Damascus 1984 – Laïque School
‘His parents could barely pay for his private school, but it would not have been good for their prestige to have their last child going to a public school. Yet the morning routine in his private school was not different than that in any public school in Damascus. Before morning classes, all students were dressed in a military-like uniform (not used any longer) and organized with strict order in the school yard according to their grade. Each grade had its own principal and was divided into several classes. They called them sections.
The musical band played the national anthem. One of the school principals used to stand on top of the stairs that lead to the class rooms carrying a horn. “One Arab nation” He would say. “With one eternal mission” the students would shout back. “Our objectives?” he would then say. “Unity, Freedom, and Socialism” the students yelled. These were the objectives of the ruling Baath party “Our covenant is to thwart?” He would question. “Imperialism, Zionism, and regressive movement; and to destroy their criminal instrument: the treasonous gang of the Muslim brotherhood” the students would answer with a strong voice. The latter slogan was added after the failed revolt and the bloody events in Hamah in 1982. Later in his life, he realized that all of this was nothing but a fantastic brain-washing propaganda that dominated their lives at that time.

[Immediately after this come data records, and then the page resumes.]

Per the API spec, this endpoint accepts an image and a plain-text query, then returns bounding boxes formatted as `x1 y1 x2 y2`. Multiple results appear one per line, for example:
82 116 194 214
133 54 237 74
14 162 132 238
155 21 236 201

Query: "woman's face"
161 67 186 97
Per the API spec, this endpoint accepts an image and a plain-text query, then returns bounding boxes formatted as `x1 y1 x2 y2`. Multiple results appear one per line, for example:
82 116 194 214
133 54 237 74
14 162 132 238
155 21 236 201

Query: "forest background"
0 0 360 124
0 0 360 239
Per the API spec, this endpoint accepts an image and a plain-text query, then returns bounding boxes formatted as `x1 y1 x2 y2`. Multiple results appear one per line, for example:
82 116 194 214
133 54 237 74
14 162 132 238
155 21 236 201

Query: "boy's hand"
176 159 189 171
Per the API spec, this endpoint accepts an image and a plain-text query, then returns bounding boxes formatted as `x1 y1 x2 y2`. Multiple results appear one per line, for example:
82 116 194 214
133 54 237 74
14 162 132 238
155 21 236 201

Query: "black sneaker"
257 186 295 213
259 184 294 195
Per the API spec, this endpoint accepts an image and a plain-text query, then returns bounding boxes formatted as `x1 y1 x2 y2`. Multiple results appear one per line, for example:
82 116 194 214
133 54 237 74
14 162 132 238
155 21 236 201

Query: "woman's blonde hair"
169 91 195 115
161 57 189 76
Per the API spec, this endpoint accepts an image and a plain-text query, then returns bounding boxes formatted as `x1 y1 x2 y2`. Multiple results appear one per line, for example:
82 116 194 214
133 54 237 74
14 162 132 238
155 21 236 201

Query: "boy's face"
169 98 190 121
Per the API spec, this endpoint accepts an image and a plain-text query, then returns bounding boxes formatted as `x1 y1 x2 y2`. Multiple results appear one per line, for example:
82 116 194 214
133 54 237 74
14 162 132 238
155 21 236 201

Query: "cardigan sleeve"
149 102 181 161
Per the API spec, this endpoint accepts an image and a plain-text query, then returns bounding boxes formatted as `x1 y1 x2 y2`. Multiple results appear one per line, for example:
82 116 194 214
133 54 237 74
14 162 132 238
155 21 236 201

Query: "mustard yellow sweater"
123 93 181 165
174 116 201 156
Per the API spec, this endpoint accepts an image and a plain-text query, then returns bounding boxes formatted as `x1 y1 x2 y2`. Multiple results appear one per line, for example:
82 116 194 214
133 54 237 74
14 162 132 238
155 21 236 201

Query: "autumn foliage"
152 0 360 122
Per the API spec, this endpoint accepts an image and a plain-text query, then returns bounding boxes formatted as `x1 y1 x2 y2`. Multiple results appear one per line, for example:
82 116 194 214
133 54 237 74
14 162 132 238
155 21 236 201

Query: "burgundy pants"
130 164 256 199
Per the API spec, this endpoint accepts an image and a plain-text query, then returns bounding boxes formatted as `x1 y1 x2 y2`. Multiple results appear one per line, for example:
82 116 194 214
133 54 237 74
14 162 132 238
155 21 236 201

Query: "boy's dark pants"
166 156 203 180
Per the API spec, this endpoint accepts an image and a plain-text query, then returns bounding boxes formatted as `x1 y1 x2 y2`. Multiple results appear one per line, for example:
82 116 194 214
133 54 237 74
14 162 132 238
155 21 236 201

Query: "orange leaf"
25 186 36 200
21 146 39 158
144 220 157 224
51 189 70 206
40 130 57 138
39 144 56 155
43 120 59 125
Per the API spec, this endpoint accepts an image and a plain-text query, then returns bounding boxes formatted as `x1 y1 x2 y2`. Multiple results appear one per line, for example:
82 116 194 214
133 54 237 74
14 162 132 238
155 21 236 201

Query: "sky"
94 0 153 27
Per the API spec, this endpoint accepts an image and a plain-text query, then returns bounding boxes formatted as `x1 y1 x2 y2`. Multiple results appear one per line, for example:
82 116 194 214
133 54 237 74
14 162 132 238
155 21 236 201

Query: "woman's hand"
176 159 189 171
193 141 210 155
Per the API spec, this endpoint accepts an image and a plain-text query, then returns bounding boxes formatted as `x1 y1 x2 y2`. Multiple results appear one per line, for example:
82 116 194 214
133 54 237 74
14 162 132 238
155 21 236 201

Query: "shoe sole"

After that the musical band would play various patriotic songs while the students would march orderly to their classrooms as if they were in the army. The guys in the musical bands were the cool guys. He was not one of them. He was just an ordinary student who had managed to be in the first section in his grade. The students were divided into sections according to their exam scores. So he was one of highest scoring students. This never got into his head though. He was a modest book-smart boy with only one friend. He sought meaning and acceptance by others.